Biomedical Nanocenter, School of Life Science, Inner Mongolia Agricultural University, Hohhot, China.
Pharmacy Laboratory, Inner Mongolia International Mongolian Hospital, Hohhot, China.
J Food Biochem. 2022 Oct;46(10):e14338. doi: 10.1111/jfbc.14338. Epub 2022 Aug 7.
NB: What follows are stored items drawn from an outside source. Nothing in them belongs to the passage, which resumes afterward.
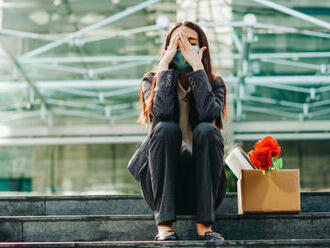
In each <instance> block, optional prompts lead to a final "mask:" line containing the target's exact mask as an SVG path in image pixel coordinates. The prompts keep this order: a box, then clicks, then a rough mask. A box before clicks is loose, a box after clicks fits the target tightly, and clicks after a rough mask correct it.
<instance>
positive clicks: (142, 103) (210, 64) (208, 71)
mask: <svg viewBox="0 0 330 248" xmlns="http://www.w3.org/2000/svg"><path fill="white" fill-rule="evenodd" d="M181 25H183V26H186V27H188V28H191V29H193V30H195V31H196V32H197V34H198V37H199V45H200V47H204V46H206V47H207V49H206V50H205V51H204V52H203V58H202V63H203V65H204V70H205V72H206V74H207V76H208V78H209V81H210V83H211V86H212V87H213V86H214V85H213V84H214V80H216V79H217V80H219V81H220V82H221V83H222V84H223V86H224V105H223V109H222V115H223V116H224V117H225V118H226V120H227V106H226V91H227V90H226V85H225V82H224V81H223V79H222V78H221V77H220V76H219V75H216V74H214V73H213V72H212V64H211V56H210V51H209V50H210V48H209V44H208V41H207V38H206V35H205V33H204V31H203V30H202V28H201V27H200V26H198V25H197V24H195V23H193V22H190V21H185V22H176V23H175V24H174V25H173V27H172V28H171V29H170V30H169V31H168V33H167V36H166V38H165V41H164V43H163V46H162V48H161V53H160V59H161V58H162V57H163V56H164V54H165V50H166V49H167V47H168V45H169V44H170V39H171V36H172V33H173V31H174V30H175V29H177V28H178V27H180V26H181ZM157 71H158V69H157V67H156V68H153V69H152V70H151V71H149V72H147V73H145V74H144V75H143V77H142V80H141V82H142V81H143V80H149V77H150V75H153V79H152V86H151V97H149V98H148V100H147V102H146V101H145V99H144V96H143V89H142V84H141V85H140V90H139V108H140V109H141V110H140V115H139V118H138V119H137V120H136V122H137V123H140V124H147V123H148V122H149V114H150V112H151V109H152V105H153V101H154V97H155V87H156V81H157V76H156V74H157ZM212 123H213V124H216V120H213V122H212ZM217 127H218V128H219V129H224V126H223V123H222V119H221V117H220V121H219V123H218V125H217Z"/></svg>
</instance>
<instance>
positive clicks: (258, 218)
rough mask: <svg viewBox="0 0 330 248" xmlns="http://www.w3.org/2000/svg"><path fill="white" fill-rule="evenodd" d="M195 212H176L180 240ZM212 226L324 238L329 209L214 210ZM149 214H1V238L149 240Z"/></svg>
mask: <svg viewBox="0 0 330 248" xmlns="http://www.w3.org/2000/svg"><path fill="white" fill-rule="evenodd" d="M195 224H196V222H195V216H191V215H190V216H188V215H186V216H183V215H182V216H178V220H177V222H175V224H174V227H175V230H176V231H177V233H178V235H179V237H180V238H181V239H183V240H193V239H195V238H196V225H195ZM213 229H214V230H215V231H218V232H220V233H222V234H223V236H224V237H225V239H226V240H252V239H257V240H268V239H306V238H308V239H328V238H329V237H330V212H314V213H299V214H292V213H291V214H289V213H287V214H270V213H267V214H259V213H258V214H244V215H237V214H223V215H217V216H216V221H215V223H214V225H213ZM156 233H157V229H156V225H155V221H154V218H153V216H152V215H82V216H77V215H76V216H73V215H71V216H69V215H63V216H7V217H0V241H1V242H5V241H7V242H8V241H11V242H13V241H16V242H19V241H106V240H111V241H116V240H131V241H132V240H152V239H153V238H154V236H155V234H156Z"/></svg>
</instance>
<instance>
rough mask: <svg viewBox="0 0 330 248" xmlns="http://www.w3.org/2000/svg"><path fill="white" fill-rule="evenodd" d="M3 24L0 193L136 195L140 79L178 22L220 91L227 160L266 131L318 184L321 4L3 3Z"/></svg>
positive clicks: (328, 85) (1, 60) (307, 181)
mask: <svg viewBox="0 0 330 248" xmlns="http://www.w3.org/2000/svg"><path fill="white" fill-rule="evenodd" d="M0 17H1V19H0V25H1V26H0V27H1V32H0V38H1V46H0V63H1V67H0V193H1V194H8V193H9V192H10V193H11V194H63V195H64V194H81V193H83V194H95V193H105V194H115V193H119V194H121V193H140V188H139V185H138V184H137V183H136V182H135V180H134V178H133V177H132V176H131V175H130V174H129V172H128V170H127V168H126V167H127V163H128V161H129V159H130V157H131V156H132V155H133V153H134V152H135V150H136V149H137V145H138V144H139V143H140V142H141V141H142V140H144V138H145V136H146V134H147V127H145V126H143V125H140V124H138V123H137V122H136V120H137V118H138V114H139V111H140V109H139V106H138V90H139V84H140V79H141V77H142V75H143V74H144V73H146V72H147V71H149V70H151V69H152V68H153V67H155V66H156V65H157V64H158V59H159V53H160V50H161V45H162V43H163V41H164V38H165V35H166V33H167V31H168V29H169V27H171V26H172V25H173V24H174V23H175V22H176V21H185V20H188V21H194V22H196V23H197V24H199V25H200V26H201V27H202V28H203V30H204V31H205V32H206V34H207V37H208V39H209V43H210V48H209V49H210V52H211V58H212V63H213V66H214V68H215V71H216V72H217V73H218V74H220V75H221V76H222V77H223V78H224V80H225V82H226V85H227V89H228V95H227V102H228V116H229V121H228V122H226V123H225V129H224V131H223V134H224V137H225V153H227V152H228V151H229V149H230V148H231V147H232V146H233V145H234V144H236V143H238V144H240V145H241V146H242V148H243V149H244V150H245V151H249V150H251V149H253V145H254V143H255V142H256V141H257V140H258V139H260V138H262V137H264V136H266V135H272V136H273V137H274V138H276V139H277V140H278V141H279V144H280V146H281V147H282V155H281V157H282V158H283V160H284V168H287V169H289V168H299V169H300V173H301V174H300V176H301V189H302V190H303V191H305V190H306V191H309V190H329V188H330V153H329V151H330V133H329V131H330V76H329V69H330V66H329V61H330V60H329V58H330V42H329V38H330V23H329V22H330V1H324V0H314V1H310V0H300V1H284V0H273V1H268V0H214V1H212V0H201V1H197V0H196V1H194V0H181V1H180V0H177V1H175V0H162V1H161V0H147V1H143V0H97V1H90V0H12V1H9V0H2V1H0ZM226 173H228V174H227V175H228V178H229V179H230V183H229V185H228V188H227V191H236V179H235V178H234V177H233V175H232V173H231V172H230V171H229V169H228V168H226Z"/></svg>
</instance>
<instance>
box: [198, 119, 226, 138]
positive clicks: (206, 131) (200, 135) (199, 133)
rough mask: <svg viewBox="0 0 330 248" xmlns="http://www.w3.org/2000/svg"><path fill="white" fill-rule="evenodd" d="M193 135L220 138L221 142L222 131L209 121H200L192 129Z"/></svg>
mask: <svg viewBox="0 0 330 248" xmlns="http://www.w3.org/2000/svg"><path fill="white" fill-rule="evenodd" d="M193 136H194V137H201V138H204V137H214V138H217V139H220V140H221V141H222V142H223V137H222V133H221V132H220V130H219V129H218V128H217V127H216V126H215V125H214V124H213V123H211V122H200V123H198V124H197V125H196V126H195V128H194V130H193Z"/></svg>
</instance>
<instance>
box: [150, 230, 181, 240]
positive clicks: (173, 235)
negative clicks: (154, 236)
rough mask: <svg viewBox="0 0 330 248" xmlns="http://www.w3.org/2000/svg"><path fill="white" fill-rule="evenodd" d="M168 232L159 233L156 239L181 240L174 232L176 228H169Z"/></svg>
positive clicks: (157, 239)
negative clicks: (173, 228)
mask: <svg viewBox="0 0 330 248" xmlns="http://www.w3.org/2000/svg"><path fill="white" fill-rule="evenodd" d="M166 232H167V234H163V235H161V234H157V235H156V236H155V238H154V240H157V241H163V240H179V237H178V235H177V234H176V233H175V232H174V230H168V231H166Z"/></svg>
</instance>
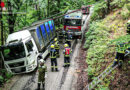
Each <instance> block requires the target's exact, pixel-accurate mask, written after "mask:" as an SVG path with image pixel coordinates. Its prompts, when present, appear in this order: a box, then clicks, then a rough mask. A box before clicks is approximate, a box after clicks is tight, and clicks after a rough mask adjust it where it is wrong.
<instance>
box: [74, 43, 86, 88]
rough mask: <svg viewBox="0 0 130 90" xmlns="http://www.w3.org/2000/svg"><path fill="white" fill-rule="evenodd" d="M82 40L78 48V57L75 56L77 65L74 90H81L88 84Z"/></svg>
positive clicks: (85, 59)
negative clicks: (77, 78) (77, 63)
mask: <svg viewBox="0 0 130 90" xmlns="http://www.w3.org/2000/svg"><path fill="white" fill-rule="evenodd" d="M83 45H84V42H83V43H82V44H81V47H80V50H79V52H80V53H79V57H78V58H77V63H78V64H79V65H78V66H79V67H78V79H77V85H76V90H83V88H84V87H85V86H86V85H87V84H88V76H87V71H86V69H87V63H86V52H87V51H86V50H85V49H83Z"/></svg>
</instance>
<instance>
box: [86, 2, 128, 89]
mask: <svg viewBox="0 0 130 90" xmlns="http://www.w3.org/2000/svg"><path fill="white" fill-rule="evenodd" d="M121 1H122V3H119V2H118V0H113V2H111V10H110V13H109V14H108V12H107V4H106V2H102V3H97V4H96V5H95V8H94V13H93V15H92V17H91V24H90V25H89V30H88V32H87V33H86V43H85V45H84V47H85V48H87V49H88V50H87V56H86V57H87V59H86V62H87V64H88V68H87V72H88V76H89V81H90V82H91V81H92V80H93V79H94V78H95V77H97V76H98V75H99V74H100V73H101V72H103V71H104V69H105V68H106V67H108V65H109V64H110V63H112V62H113V60H114V58H115V51H116V50H115V45H113V46H112V47H110V45H112V44H113V43H112V44H110V42H113V40H115V41H114V42H117V41H120V39H118V38H119V37H121V36H122V37H130V36H125V35H126V23H127V21H128V19H130V17H129V16H130V15H129V14H130V11H129V10H130V9H129V6H130V5H129V4H127V1H124V0H121ZM127 40H128V38H127V39H126V41H127ZM126 41H125V42H126ZM115 73H116V71H113V72H112V74H111V76H108V77H107V78H105V79H104V82H102V83H101V84H99V85H97V88H96V89H100V90H101V89H105V90H106V89H108V88H109V85H110V83H111V80H113V79H114V74H115Z"/></svg>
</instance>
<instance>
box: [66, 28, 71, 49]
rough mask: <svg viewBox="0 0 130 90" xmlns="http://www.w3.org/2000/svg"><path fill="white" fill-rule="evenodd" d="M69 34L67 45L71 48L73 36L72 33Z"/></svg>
mask: <svg viewBox="0 0 130 90" xmlns="http://www.w3.org/2000/svg"><path fill="white" fill-rule="evenodd" d="M67 33H68V34H67V39H66V43H67V44H68V45H69V47H71V41H72V35H71V32H70V31H69V30H68V32H67Z"/></svg>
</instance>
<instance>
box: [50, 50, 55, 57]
mask: <svg viewBox="0 0 130 90" xmlns="http://www.w3.org/2000/svg"><path fill="white" fill-rule="evenodd" d="M50 57H51V58H56V50H55V49H51V50H50Z"/></svg>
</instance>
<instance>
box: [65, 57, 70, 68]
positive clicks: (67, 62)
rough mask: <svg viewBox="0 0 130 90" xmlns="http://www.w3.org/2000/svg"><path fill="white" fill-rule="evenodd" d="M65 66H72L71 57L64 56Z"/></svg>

Considering that natural products as tyrosinase inhibitors are considered to be safe, with little or no toxic side effects and friendly to the environment, it is urgent to develop a new recognition strategy for natural tyrosinase inhibitors. In current study, an integrated computational analysis was conducted on Cys-containing dipeptides with high tyrosinase inhibitory activity. Firstly, molecular fingerprint similarity (FS) clustering analysis was performed on the target molecule using machine learning. Secondly, genetic algorithm was used to construct two kinds of highly accurate QSAR models (R = .978 and .984, respectively) with Cys at C-terminal and N-terminal. Finally, three novel natural candidate inhibitors (NP1, NP2, NP3) were discovered using Molnatsim natural product cluster library, automated screening process and QSAR based on the maximum common substructure (MCS) algorithm, their IC were 260.96, 3.37 and 0.05 μm/mol. Pharmacokinetic predictions showed that NP2 and NP3 had high Bioavailability Score (BS) and Gastrointestinal (GI) absorption, and molecular dynamics simulations further validated the stability of these novel natural candidate inhibitors in binding to tyrosinase. In conclusion, our results provide new ideas for discovering new activities of natural products, and provide an accurate QSAR model for developing novel tyrosinase inhibitors based on MCS Cys-containing dipeptides. PRACTICAL APPLICATIONS: Tyrosinase is related to the occurrence of diseases such as excessive melanin deposition such as freckles and chloasma, and studies have shown that neurodegeneration associated with Parkinson's disease and Huntington's disease is also related. In addition, enzymatic browning on the surface of fresh fruit and vegetable slices will shorten the shelf life and affect their quality. Therefore, screening, designing and developing efficient tyrosinase inhibitors is very important in the fields of medicine, cosmetics, food and so on.
考虑到天然产物作为酪氨酸酶抑制剂被认为是安全的,具有很少或没有毒副作用,并且对环境友好,因此迫切需要开发一种新的天然酪氨酸酶抑制剂识别策略。在当前的研究中,对具有高酪氨酸酶抑制活性的含半胱氨酸二肽进行了综合计算分析。首先,使用机器学习对半胱氨酸二肽的目标分子进行分子指纹相似性(FS)聚类分析。其次,使用遗传算法构建了两种高精度 QSAR 模型(R 分别为.978 和.984),C 末端和 N 末端均为半胱氨酸。最后,使用 Molnatsim 天然产物聚类库、自动筛选过程和基于最大公共子结构(MCS)算法的 QSAR 发现了三种新型天然候选抑制剂(NP1、NP2、NP3),其 IC 分别为 260.96、3.37 和 0.05μm/mol。药代动力学预测表明 NP2 和 NP3 具有较高的生物利用度评分(BS)和胃肠道(GI)吸收,分子动力学模拟进一步验证了这些新型天然候选抑制剂与酪氨酸酶结合的稳定性。总之,我们的研究结果为发现天然产物的新活性提供了新的思路,并为基于 MCS 含半胱氨酸二肽开发新型酪氨酸酶抑制剂提供了准确的 QSAR 模型。实际应用:酪氨酸酶与雀斑和黄褐斑等黑色素过度沉积等疾病的发生有关,研究表明,与帕金森病和亨廷顿病相关的神经退行性变也与它有关。此外,新鲜水果和蔬菜切片表面的酶促褐变会缩短货架期并影响其质量。因此,筛选、设计和开发高效的酪氨酸酶抑制剂在医学、化妆品、食品等领域非常重要。